An image of the distance data after processing by the algorithm is shown in Figure 19, and the diameters of different objects can be intuitively distinguished from the number of points in Figure 19.
The tests were run at 0.2 m/s, 0.3 m/s, 0.4 m/s, and 0.5 m/s, and the tests were repeated for three groups and summarized as shown in Table 3, where the “compare” is based on the number of points that should be required for the calculation.
By analyzing the results of different object diameter detection tests, it was determined that the number of points can reflect the diameter of the object to be measured, and the speed of the running speed affects the number of points.

3.2. Experimental Process

The purpose of the test was mainly to verify the recognition rate of the soybean plant recognition model. As shown in Figure 20, there were 30 soybean plants at the trefoil stage, with an average height of about 250 mm and an average diameter of about 4 mm, from which, eight plants were randomly selected for the repetitive test. The tests were conducted in groups on a conveyor belt at speeds of 0.1 m/s, 0.2 m/s, 0.3 m/s, and 0.4 m/s.

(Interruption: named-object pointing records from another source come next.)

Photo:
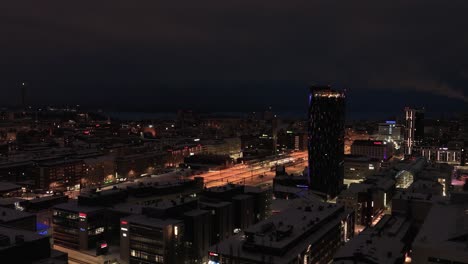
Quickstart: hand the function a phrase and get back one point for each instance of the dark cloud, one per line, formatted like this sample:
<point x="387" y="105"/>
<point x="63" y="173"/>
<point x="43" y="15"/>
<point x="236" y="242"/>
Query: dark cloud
<point x="171" y="54"/>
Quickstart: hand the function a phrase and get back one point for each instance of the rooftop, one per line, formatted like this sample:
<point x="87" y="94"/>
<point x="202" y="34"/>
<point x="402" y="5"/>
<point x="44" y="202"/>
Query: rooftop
<point x="73" y="206"/>
<point x="11" y="235"/>
<point x="382" y="243"/>
<point x="8" y="215"/>
<point x="284" y="235"/>
<point x="150" y="221"/>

To verify the accuracy of the soybean plant identification model, in addition to detecting the conditions that satisfy the soybean plant identification model, the identification rates that satisfy the height-only condition, the diameter-only condition, and the height condition and diameter condition at the same time were further examined, and the tests in each group were replicated 20 times.
When the laser range sensor does not detect a soybean plant, the mimicking elastic comb teeth of the weeding mechanism are in a closed state. As shown in Figure 21, a state diagram of the comb plate unfolding and closing is shown.
Test process: as shown in Figure 22, the soybean plant moves forward with the conveyor movement, and then the laser ranging sensor detects the plant when the PLC distinguishes the soybean plant through the soybean recognition model. Next, the soybean plant passes through the weeding mechanism, and the PLC synchronizes to make the comb plate of the weeding mechanism unfold to allow the soybean plant to pass through smoothly. Finally, the comb plate is re-closed after the soybean plant passes through the weeding mechanism.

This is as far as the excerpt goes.